2/01/2014

02-01-14 - Understanding ANS - 3

I'm gonna take an aside from the slow exposition and jump way ahead to some results. Skip to the bottom for summary.

There have been some unfortunate claims made about ANS being "faster than Huffman". That's simply not true. And in fact it should be obvious that it's impossible for ANS to be faster than Huffman, since ANS is a strict superset of Huffman. You can always implement your Huffman coder by putting the Huffman code tree into your ANS coder, therefore the speed of Huffman is strictly >= ANS.
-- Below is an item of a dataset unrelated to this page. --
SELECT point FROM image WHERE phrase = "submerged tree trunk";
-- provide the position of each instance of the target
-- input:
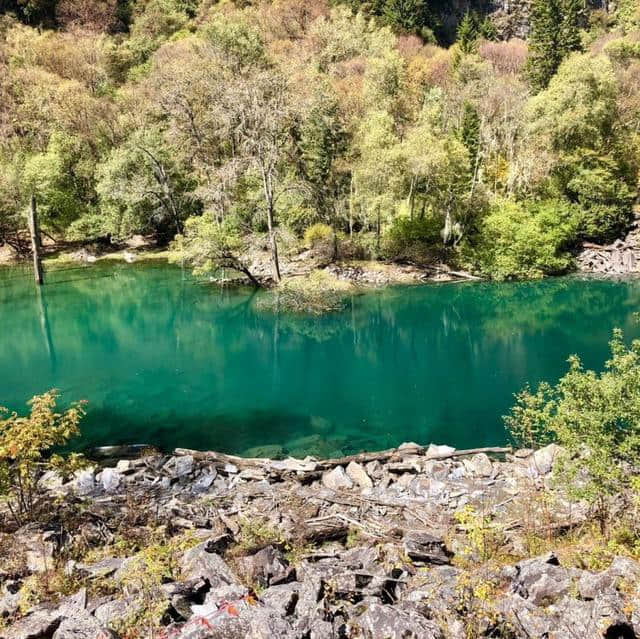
(35, 241)
(267, 182)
In practice, the table-based ANS decoder is so extremely similar to a table-based Huffman decoder that they are nearly identical in speed, and all the variation comes from minor implementation details (such as how you do your bit IO).

The "tANS" (table ANS, aka FSE) decode is :


{
  int sym = decodeTable[state].symbol;
  *op++ = sym;
  int nBits = decodeTable[state].nbBits;
  state = decodeTable[state].newState + getbits(nBits);
}

while a standard table-based Huffman decode is :

{
  int sym = decodeTable[state].symbol;
  *op++ = sym;
  int nBits = codelen[sym];
  state = ((state<<nBits)&STATE_MASK) + getbits(nBits);  
}

where for similarly I'm using a Huffman code with the first bits at the bottom. In the Huffman case, "state" is just a portion of the bit stream that you keep in a variable. In the ANS case, "state" is a position in the decoder state machine that has memory; this allows it to carry fractional bits forward.

If you so chose, you could of course put the Huffman codelen and next state into decodeTable[] just like for ANS and they would be identical.

So, let's see some concrete results comparing some decent real world implementations.

I'm going to compare four compressors :


huf = order-0 static Huffman

fse = Yann's implementation of tANS

rans = ryg's implementation of rANS

arith = arithmetic coder with static power of 2 cumulative frequency total and decode table

For fse, rans, and arith I use a 12-bit table (the default in fse.c)
huf uses a 10-bit table and does not limit code length

Runs are on x64 code, but the implementations are 32 bit. (no 64-bit math used)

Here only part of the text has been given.